Romallis Ellis

Personal information
- Born: December 16, 1965 (age 60) Atlanta, Georgia, U.S.

Medal record
Men's boxing
Representing the United States
Olympic Games
| Bronze medal – third place | 1988 Seoul | Lightweight |

= Romallis Ellis =

American boxer

Romallis Ellis (born December 16, 1965) is an American former professional boxer who competed from 1989 to 2001, challenging for the IBF light middleweight title in 1997. As an amateur, he won the lightweight bronze medal at the 1988 Summer Olympics.

==Amateur career==
- 1988 United States Amateur Lightweight champion
- 1988 Olympic Lightweight Bronze Medalist.

1988 Olympic Results

- Round of 64: received a bye
- Round of 32: Defeated Lee Kang-Su (South Korea) by decision, 5-0
- Round of 16: Defeated Kassim Traoré (Mali) referee stopped contest in second round
- Quarterfinal: Defeated Emil Chuprenski (Bulgaria) by decision, 3-2
- Semifinal: Lost to Andreas Zülow (East Germany) by decision, 0-5 (was awarded bronze medal)

==Professional career==
Ellis began his professional career in 1989 and later moved up two weight classes.
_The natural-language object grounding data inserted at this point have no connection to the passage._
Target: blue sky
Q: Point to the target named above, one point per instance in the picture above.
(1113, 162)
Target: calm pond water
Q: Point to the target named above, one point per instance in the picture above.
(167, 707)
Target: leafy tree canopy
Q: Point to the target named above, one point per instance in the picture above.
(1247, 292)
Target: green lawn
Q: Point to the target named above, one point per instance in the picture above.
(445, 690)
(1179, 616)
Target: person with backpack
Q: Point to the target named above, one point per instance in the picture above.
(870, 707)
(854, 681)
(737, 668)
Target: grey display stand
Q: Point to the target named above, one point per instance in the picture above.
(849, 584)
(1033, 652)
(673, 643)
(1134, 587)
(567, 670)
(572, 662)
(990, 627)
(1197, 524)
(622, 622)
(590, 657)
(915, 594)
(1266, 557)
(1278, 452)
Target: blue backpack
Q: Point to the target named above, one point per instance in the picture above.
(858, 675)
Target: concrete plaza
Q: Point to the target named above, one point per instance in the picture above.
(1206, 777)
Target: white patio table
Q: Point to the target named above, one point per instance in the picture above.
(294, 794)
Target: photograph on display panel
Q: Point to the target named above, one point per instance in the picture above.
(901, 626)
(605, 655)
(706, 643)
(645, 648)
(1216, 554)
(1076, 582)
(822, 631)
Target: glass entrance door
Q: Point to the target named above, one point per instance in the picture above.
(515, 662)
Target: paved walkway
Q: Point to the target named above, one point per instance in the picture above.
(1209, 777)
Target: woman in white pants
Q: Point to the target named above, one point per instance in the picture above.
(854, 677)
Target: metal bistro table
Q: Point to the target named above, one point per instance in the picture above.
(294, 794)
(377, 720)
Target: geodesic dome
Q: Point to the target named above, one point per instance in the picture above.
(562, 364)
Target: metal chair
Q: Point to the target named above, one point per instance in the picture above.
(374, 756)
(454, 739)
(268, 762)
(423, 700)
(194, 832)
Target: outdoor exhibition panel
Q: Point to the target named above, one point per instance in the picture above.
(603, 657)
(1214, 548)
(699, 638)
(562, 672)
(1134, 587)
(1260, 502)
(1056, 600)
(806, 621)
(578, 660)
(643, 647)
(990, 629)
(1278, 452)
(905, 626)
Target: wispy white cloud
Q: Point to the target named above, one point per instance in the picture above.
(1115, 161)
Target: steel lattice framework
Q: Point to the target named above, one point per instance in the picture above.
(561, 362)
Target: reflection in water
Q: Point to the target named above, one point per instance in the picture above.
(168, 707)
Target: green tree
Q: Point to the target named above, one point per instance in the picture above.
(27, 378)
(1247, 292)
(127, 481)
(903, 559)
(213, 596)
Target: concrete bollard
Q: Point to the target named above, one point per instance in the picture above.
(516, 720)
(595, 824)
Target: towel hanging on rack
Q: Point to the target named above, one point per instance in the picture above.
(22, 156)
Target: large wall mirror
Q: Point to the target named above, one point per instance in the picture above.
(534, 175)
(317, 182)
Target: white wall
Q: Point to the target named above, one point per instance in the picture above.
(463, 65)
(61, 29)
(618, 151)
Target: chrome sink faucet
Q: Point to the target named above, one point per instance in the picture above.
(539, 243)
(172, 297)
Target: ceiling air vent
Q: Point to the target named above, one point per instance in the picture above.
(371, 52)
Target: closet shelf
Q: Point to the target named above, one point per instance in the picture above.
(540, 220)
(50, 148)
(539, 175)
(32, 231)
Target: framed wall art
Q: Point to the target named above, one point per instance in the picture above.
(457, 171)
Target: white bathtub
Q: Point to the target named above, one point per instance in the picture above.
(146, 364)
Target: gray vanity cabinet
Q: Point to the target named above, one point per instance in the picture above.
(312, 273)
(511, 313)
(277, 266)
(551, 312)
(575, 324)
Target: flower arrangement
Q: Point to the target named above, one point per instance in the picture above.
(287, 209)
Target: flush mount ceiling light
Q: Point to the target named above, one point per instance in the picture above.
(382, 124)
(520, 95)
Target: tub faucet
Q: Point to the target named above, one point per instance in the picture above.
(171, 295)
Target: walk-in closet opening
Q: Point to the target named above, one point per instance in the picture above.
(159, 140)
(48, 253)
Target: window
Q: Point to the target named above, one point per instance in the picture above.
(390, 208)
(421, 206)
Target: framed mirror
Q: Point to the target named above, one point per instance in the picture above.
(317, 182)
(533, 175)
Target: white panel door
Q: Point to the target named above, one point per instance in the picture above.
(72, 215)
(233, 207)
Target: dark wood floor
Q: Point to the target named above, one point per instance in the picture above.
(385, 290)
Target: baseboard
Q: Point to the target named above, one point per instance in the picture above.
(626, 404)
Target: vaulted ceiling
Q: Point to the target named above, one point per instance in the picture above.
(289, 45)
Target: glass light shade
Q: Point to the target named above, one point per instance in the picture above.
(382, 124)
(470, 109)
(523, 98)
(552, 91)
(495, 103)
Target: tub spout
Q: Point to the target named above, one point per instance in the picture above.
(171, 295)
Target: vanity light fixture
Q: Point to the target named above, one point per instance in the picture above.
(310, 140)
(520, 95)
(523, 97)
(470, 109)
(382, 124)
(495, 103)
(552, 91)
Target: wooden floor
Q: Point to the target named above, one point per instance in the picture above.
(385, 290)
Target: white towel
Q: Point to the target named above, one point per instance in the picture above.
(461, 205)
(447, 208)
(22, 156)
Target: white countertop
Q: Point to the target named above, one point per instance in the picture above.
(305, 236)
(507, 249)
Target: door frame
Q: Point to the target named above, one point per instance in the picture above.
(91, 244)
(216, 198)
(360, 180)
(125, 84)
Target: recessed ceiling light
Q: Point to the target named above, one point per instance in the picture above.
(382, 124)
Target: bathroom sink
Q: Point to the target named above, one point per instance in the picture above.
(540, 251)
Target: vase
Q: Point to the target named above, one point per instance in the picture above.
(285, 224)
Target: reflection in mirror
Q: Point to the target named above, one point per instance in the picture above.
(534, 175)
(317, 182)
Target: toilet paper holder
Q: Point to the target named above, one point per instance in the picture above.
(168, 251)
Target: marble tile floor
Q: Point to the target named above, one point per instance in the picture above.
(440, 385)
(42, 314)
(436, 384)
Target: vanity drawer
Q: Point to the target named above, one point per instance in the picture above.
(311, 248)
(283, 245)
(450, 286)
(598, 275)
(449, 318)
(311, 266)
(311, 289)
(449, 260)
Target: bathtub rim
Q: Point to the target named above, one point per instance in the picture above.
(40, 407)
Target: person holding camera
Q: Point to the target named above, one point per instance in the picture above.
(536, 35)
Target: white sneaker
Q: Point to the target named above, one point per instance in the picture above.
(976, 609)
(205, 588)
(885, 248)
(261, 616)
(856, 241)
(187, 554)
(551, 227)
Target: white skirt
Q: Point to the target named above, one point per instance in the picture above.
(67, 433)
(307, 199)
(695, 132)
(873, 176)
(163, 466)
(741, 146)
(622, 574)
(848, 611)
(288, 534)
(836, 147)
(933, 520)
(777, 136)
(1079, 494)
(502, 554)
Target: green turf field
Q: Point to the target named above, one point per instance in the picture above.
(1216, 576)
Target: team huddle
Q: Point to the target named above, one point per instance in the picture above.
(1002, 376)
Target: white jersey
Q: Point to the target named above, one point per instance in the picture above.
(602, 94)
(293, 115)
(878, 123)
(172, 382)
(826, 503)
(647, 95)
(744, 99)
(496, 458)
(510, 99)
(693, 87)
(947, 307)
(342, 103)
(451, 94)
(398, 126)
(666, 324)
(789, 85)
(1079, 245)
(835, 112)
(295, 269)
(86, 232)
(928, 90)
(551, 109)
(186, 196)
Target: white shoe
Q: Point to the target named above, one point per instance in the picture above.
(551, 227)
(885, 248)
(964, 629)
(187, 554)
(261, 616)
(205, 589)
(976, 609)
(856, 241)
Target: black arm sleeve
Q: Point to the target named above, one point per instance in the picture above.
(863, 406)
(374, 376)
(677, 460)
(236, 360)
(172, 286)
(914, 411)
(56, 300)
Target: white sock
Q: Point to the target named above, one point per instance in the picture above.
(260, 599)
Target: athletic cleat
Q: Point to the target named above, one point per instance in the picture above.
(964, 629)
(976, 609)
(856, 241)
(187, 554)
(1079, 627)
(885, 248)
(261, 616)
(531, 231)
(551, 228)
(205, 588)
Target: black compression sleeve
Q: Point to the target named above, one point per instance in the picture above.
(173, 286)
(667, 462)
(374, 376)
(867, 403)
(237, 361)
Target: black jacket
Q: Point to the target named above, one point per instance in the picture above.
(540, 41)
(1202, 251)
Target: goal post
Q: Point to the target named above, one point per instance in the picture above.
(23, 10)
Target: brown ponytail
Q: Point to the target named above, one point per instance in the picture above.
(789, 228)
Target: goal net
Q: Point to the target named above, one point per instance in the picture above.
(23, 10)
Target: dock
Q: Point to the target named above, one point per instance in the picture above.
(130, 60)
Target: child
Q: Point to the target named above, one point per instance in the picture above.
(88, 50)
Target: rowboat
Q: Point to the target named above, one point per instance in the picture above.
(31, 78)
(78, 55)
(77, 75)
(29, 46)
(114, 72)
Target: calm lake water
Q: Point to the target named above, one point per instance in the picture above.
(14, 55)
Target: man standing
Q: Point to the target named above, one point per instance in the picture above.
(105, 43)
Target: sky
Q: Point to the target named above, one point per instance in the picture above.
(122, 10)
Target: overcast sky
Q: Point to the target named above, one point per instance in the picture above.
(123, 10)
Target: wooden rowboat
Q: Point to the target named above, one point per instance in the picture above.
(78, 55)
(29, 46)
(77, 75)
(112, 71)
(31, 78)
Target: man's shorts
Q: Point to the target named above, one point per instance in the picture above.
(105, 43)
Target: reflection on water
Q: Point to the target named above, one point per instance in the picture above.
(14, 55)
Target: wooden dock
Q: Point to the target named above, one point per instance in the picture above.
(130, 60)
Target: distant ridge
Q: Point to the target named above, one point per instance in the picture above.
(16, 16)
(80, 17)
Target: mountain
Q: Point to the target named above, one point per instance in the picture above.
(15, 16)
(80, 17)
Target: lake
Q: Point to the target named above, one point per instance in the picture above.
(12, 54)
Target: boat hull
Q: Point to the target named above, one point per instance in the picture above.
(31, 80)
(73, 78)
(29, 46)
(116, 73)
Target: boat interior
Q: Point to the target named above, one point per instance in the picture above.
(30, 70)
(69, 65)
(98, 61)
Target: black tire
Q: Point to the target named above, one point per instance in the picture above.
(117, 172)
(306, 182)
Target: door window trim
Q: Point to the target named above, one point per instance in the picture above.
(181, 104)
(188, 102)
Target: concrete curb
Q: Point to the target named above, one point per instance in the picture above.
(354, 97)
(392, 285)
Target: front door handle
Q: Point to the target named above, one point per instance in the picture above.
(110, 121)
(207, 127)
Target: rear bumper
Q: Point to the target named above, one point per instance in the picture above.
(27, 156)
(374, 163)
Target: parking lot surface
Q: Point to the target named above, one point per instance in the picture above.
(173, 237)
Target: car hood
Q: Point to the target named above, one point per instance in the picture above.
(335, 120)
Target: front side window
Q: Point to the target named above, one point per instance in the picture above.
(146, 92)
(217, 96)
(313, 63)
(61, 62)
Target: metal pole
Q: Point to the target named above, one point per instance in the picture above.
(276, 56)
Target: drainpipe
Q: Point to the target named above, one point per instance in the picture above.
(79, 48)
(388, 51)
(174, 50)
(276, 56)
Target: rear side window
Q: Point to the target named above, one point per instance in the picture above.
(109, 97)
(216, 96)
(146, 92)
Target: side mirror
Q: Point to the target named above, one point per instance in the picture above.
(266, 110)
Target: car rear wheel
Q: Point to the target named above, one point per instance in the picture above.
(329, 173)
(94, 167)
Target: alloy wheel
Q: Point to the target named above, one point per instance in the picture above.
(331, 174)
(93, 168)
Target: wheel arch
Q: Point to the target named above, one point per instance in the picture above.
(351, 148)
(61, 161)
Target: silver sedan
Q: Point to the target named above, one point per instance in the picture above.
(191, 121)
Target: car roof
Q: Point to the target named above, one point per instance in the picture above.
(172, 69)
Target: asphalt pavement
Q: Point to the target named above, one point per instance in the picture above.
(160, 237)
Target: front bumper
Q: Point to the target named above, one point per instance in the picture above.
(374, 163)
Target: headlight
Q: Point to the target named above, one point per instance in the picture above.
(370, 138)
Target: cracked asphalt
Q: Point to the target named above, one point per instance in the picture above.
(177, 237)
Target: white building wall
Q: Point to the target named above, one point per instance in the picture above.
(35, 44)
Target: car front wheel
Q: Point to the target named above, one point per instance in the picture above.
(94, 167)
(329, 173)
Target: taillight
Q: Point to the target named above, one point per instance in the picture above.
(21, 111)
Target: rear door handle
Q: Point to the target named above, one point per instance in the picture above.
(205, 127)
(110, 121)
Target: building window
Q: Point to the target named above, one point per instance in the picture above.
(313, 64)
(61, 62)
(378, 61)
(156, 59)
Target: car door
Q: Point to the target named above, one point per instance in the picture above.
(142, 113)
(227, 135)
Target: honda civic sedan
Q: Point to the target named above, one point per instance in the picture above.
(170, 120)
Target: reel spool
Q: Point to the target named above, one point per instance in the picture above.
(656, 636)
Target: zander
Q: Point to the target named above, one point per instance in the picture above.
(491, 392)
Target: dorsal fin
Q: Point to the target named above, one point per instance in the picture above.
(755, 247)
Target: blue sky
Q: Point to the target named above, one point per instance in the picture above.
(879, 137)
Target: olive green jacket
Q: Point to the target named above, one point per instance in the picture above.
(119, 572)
He came up short in his only attempt at a major title—a 1997 loss to IBF Light Middleweight titleholder Raúl Márquez via TKO in the fourth round. However, Ellis did outbox the heavily favored Vince Phillips in a non-title bout and earned a victory by decision. In 1998 Ellis took on Fernando Vargas and was TKO'd in the second round. Ellis lost his next fight, in 2001, and retired with a record of 24-4-1 with 17 knockouts.